In 1976, Walter Fiers at the University of Ghent (Belgium) was the first to establish the complete nucleotide sequence of a viral RNA-genome (Bacteriophage MS2). The next year, Fred Sanger completed the first DNA-genome sequence: Phage X174, of 5386 base pairs.[17] The first bacterial genome to be sequenced was that of Haemophilus influenzae, completed by a team at The Institute for Genomic Research in 1995. A few months later, the first eukaryotic genome was completed, with sequences of the 16 chromosomes of budding yeast Saccharomyces cerevisiae published as the result of a European-led effort begun in the mid-1980s. The first genome sequence for an archaeon, Methanococcus jannaschii, was completed in 1996, again by The Institute for Genomic Research.[18]
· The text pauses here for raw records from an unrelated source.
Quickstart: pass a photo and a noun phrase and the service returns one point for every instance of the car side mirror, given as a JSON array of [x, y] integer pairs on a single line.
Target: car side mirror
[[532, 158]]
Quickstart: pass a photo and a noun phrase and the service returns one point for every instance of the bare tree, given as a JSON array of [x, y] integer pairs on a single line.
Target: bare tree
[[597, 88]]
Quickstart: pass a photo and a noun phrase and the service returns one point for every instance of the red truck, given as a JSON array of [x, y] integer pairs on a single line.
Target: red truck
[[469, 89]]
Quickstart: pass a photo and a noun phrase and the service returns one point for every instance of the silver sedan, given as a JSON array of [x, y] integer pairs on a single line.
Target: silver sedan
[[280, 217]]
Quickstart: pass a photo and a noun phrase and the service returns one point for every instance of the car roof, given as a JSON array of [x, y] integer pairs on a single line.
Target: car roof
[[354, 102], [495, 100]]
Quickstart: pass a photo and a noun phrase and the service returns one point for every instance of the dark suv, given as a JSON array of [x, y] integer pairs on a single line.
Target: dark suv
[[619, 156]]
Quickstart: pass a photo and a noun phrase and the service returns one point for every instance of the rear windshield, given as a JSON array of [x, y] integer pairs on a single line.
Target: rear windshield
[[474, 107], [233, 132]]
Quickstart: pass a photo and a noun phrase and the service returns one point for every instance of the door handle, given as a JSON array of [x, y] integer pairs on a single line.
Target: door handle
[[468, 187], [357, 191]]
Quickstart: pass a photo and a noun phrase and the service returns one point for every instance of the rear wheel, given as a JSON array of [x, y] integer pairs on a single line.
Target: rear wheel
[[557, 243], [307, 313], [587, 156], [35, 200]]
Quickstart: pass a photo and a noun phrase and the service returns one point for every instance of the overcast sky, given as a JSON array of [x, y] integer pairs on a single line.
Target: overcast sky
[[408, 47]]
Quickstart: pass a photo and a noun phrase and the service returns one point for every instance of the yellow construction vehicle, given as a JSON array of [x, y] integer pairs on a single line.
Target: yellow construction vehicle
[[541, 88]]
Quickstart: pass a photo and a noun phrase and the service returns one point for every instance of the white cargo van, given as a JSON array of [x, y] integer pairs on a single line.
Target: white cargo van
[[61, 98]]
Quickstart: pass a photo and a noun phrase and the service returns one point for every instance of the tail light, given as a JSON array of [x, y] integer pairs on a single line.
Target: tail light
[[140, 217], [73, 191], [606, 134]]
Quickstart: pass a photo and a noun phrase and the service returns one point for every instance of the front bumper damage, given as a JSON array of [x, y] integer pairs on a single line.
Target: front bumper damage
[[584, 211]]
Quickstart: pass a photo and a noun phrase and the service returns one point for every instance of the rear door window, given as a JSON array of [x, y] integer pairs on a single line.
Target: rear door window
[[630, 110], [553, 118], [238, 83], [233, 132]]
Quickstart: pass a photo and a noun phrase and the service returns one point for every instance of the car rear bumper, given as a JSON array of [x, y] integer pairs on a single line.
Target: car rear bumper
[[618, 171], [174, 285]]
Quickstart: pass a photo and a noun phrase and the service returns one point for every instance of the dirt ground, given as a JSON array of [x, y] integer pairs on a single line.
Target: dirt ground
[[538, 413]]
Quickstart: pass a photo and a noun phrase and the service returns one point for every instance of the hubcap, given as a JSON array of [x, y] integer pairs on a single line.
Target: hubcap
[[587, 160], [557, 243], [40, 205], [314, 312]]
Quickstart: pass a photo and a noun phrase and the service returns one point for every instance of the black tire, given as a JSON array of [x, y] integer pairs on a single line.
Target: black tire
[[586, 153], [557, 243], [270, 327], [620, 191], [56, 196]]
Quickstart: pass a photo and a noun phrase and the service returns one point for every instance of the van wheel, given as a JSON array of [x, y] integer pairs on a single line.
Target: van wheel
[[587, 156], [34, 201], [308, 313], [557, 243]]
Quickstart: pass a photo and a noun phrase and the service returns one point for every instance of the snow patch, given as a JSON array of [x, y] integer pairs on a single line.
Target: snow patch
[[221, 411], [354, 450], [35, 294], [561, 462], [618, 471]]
The development of new technologies has made genome sequencing dramatically cheaper and easier, and the number of complete genome sequences is growing rapidly. The US National Institutes of Health maintains one of several comprehensive databases of genomic information.[19] Among the thousands of completed genome sequencing projects include those for rice, a mouse, the plant Arabidopsis thaliana, the puffer fish, and the bacteria E. coli. In December 2013, scientists first sequenced the entire genome of a Neanderthal, an extinct species of humans. The genome was extracted from the toe bone of a 130,000-year-old Neanderthal found in a Siberian cave.[20][21]

Viral genomes

Viral genomes can be composed of either RNA or DNA. The genomes of RNA viruses can be either single-stranded RNA or double-stranded RNA, and may contain one or more separate RNA molecules (segments: monopartit or multipartit genome). DNA viruses can have either single-stranded or double-stranded genomes. Most DNA virus genomes are composed of a single, linear molecule of DNA, but some are made up of a circular DNA molecule.[22]